Un Ptérosaure Inédit Découvert… dans un Rejet de Digestion Fossilisé !
Le monde de la paléontologie nous réserve toujours des surprises, et la dernière en date est pour le moins inattendue : une nouvelle espèce de ptérosaure a été identifiée grâce à des fragments retrouvés non pas dans un squelette complet, mais dans un vomi fossile datant du Crétacé ! Cette découverte fascinante met en lumière la diversité des écosystèmes anciens et l’ingéniosité des scientifiques.
La « Découverte Dégoûtante » qui Révèle un Trésor
C’est dans les célèbres couches géologiques de Kem Kem, au Maroc, réputées pour leur abondance de fossiles de dinosaures et d’autres créatures préhistoriques, qu’a eu lieu cette trouvaille remarquable. Les chercheurs, dirigés par le Dr David Martill de l’Université de Portsmouth, examinaient des « régurgitalites », c’est-à-dire des masses de restes alimentaires non digérés, expulsées et fossilisées.

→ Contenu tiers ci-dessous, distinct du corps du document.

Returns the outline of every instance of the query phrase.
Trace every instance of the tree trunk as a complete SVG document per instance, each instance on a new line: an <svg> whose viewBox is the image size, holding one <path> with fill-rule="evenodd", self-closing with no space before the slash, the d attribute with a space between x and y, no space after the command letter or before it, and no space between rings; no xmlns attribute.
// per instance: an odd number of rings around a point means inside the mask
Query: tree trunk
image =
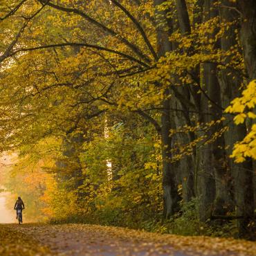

Contrairement à ce que l’on pourrait penser, ce n’est pas un dinosaure qui a laissé ce « vomi », mais plutôt un grand poisson prédateur ou un crocodilomorphe de l’époque. Ces rejets de digestion, aussi rares que précieux, sont de véritables capsules temporelles offrant un aperçu direct des chaînes alimentaires d’il y a des millions d’années.
Leptostomia begaaensis : Le Ptérosaure au Bec Étonnant
Les fragments retrouvés dans ce festin préhistorique ont permis d’identifier une espèce de ptérosaure entièrement nouvelle, baptisée Leptostomia begaaensis. Ce petit ptérosaure avait une envergure d’environ 1,5 mètre, ce qui le rendait relativement modeste par rapport aux géants du Crétacé.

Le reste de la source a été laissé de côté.